Jak podał „The Guardian”, były brytyjski premier Tony Blair zarobił w latach 2010-2011 ponad 380 tysięcy dolarów za wprowadzenie na rynek chiński firmy z Arabii Saudyjskiej. Współwłaścicielem firmy jest syn ówczesnego króla tego kraju.

Według kontraktu, który miał pozostać poufny, Blair otrzymywał 41 tys. funtów miesięcznie plus dwa procent od każdej transakcji przez siebie zainicjowanej. W dokumentach, do których dotarł „Guardian”, nie ma jednak wzmianek o takich transakcjach. Ich zawieranie przy udziale Blaira byłoby przypuszczalnie nielegalne, ponieważ Blair nie ma uprawnień, wymaganych w Wielkiej Brytanii do inicjowania tego typu transakcji. Wolno mu tylko „otwierać drzwi”, czyli doprowadzać do skontaktowania się stron.
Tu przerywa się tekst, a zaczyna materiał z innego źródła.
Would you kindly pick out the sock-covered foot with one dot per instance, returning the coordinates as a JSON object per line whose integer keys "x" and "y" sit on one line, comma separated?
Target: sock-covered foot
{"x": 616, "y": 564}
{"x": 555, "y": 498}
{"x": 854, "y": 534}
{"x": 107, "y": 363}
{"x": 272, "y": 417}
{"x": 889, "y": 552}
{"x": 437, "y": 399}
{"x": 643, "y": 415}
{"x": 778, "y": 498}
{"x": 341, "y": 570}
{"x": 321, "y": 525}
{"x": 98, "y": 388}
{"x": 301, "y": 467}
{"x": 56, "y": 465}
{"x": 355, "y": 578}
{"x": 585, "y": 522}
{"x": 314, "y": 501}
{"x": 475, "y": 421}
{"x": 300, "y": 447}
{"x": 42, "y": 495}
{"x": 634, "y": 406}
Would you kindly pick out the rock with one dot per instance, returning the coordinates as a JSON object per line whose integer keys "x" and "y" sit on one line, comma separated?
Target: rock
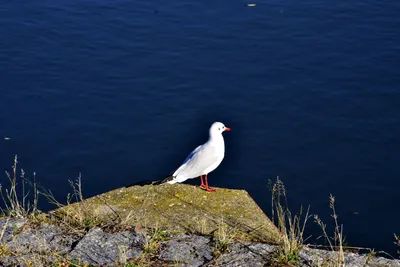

Blair doprowadził do spotkań właścicieli saudyjskiej firmy PetroSaudi z wysokimi urzędnikami chińskimi, w tym obecnym ministrem finansów. W Arabii Saudyjskiej uzyskał dostęp do rodziny królewskiej łącznie z królem Abdem. Według „Guardiana” wszystkie działania Blaira były legalne.

W czasie, gdy reprezentował firmę saudyjskiego księcia, Blair był wysłannikiem Unii Europejskiej na Bliski Wschód, z zadaniem doprowadzenia do rokowań pokojowych między Autonomią Palestyńską a Izraelem. Działania te nie przyniosły rezultatu. Blair twierdzi, że nie było żadnego konfliktu interesów między jego rolą lobbysty dla książęcej firmy a rolą pokojowego wysłannika Unii, chociaż jako wysłannik musiał również odbywać rozmowy z władzami Arabii Saudyjskiej.

W opublikowanym niedawno na Euroislam.pl tekście o zwalczaniu islamizmu pisaliśmy, że Blair uznał Arabię Saudyjską za sojusznika w tej walce, pomimo rozpowszechniania przez ten kraj na świecie wahabizmu, fanatycznego nurtu islamu, ideologicznie identycznego z poglądami Państwa Islamskiego – tyle, że nie głoszącego zbrojnej walki z Zachodem. Blair jest też twórcą ważnego ośrodka badającego współczesny terroryzm religijny, głównie islamski, Centre on Religion and Geopolitics. W świetle rewelacji „Guardiana” jaśniejsze staje się pominięcie w wywodach byłego premiera złowrogiej roli Arabii Saudyjskiej w krzewieniu ekstremizmu islamskiego, a analizy jego think-tanku mogą być kwestionowane co do ich obiektywizmu.